C'est immense, incomparable jusque-là dans le pays et combien beau et noble.
Dans l'histoire de l'humanité, aucune révolution ne s'est faite en deux mois et
surtout sans en payer le prix souvent par le sang. C'est que les tenants du
système encore en place ne partiront pas sur la simple injonction polie et
élégante du peuple algérien. Le croire est d'une naïveté enfantine. Ce qui est
sûr, c'est que le rapport de force système - peuple bascule en faveur de ce
dernier chaque vendredi qui passe. Le départ des Bouteflika, les interdictions
de sortie du territoire de pontes connus, l'arrestation et l'emprisonnement
d'autres nababs enfants du système etc., traduisent ,
à l'évidence, la panique et le désarroi qui règnent dans les coulisses de ce
pouvoir qui agonise sous l'implacabilité du Hirak.

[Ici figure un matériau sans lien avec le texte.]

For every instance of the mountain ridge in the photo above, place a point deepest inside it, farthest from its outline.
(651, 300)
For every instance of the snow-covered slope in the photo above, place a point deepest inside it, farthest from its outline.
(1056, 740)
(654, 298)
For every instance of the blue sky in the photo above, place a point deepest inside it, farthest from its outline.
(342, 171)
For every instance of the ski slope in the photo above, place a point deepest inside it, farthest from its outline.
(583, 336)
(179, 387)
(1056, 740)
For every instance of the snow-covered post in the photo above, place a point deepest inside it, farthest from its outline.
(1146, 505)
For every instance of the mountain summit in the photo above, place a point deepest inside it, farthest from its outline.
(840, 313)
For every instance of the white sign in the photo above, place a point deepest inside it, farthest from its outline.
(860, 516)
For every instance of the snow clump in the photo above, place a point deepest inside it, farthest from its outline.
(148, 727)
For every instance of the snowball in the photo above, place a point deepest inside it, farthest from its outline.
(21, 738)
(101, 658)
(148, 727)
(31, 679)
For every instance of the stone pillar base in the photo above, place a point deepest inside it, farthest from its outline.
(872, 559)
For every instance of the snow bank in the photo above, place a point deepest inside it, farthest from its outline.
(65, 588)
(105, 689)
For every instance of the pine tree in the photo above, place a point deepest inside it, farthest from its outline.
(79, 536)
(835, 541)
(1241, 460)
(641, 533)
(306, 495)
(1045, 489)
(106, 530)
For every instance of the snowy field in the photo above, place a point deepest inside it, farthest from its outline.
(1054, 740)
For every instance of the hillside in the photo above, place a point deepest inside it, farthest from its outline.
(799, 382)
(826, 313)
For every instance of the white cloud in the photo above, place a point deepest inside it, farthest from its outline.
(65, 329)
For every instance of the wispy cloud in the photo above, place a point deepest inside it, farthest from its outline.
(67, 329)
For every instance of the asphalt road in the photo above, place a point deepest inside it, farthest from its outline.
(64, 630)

Chaque vendredi qui passe le curseur du rapport de force glisse en faveur des
millions d'Algériennes et d'Algériens qui, eux, et pour le coup, n'ont aucun
doute, ni pessimisme quant à l'issue de leur combat. Dans ces circonstances, le
peuple a plus que jamais besoin du soutien et de l'engagement de ses élites
intellectuelles et politiques sincères et connues pour leur patriotisme
intègre. Car, le pouvoir, lui, garde les siennes, serre les rangs pour contrer
la volonté populaire de le dégager ou du moins «négocie» pour, à défaut de
récupérer le Hirak, le pousser justement dans «
l'impasse» et se présenter comme le «sauveur». Tout l'enjeu de la «révolution
tranquille» portée par l'unanimité du peuple est là : la persévérance jusqu'au
départ de ce système et ses hommes. Deux mois, certes c'est beaucoup peut-être
pour un «marcheur» mais, objectivement pas suffisant pour une nation, un peuple
entier de changer de vie, de destin pour en arriver à douter ou à désespérer.
Ce système et ses hommes partiront. Quand ? Demain, le mois prochain, l'année
prochaine. Peu importe le temps qu'il faudra, mais il partira. Nous attendra
alors l'autre «marche», celle de construire un nouveau modèle de gouvernance et
de vie collective, qui n'occupera pas que nos vendredis, mais tous les jours de
la semaine et de l'année. Et celle-là, cette vie d'après sera encore plus
ardue, difficile, compliquée. D'où toutes les raisons de ne pas épuiser les
efforts actuels de ce peuple en doutant de son enthousiasme et ses convictions,
particulièrement lorsque ce doute trouble une partie de son élite. A un
officier de l'armée française qui rassurait le général De Gaulle sur la fin de
la révolution algérienne après la fin de la bataille d'Alger, De Gaulle
répondit : « ils - les Algériens - ont une arme plus puissante : la conviction
dans leur combat». Si le doute est compréhensible et pardonnable, il est
détestable en ce printemps qui annonce son parfum de liberté.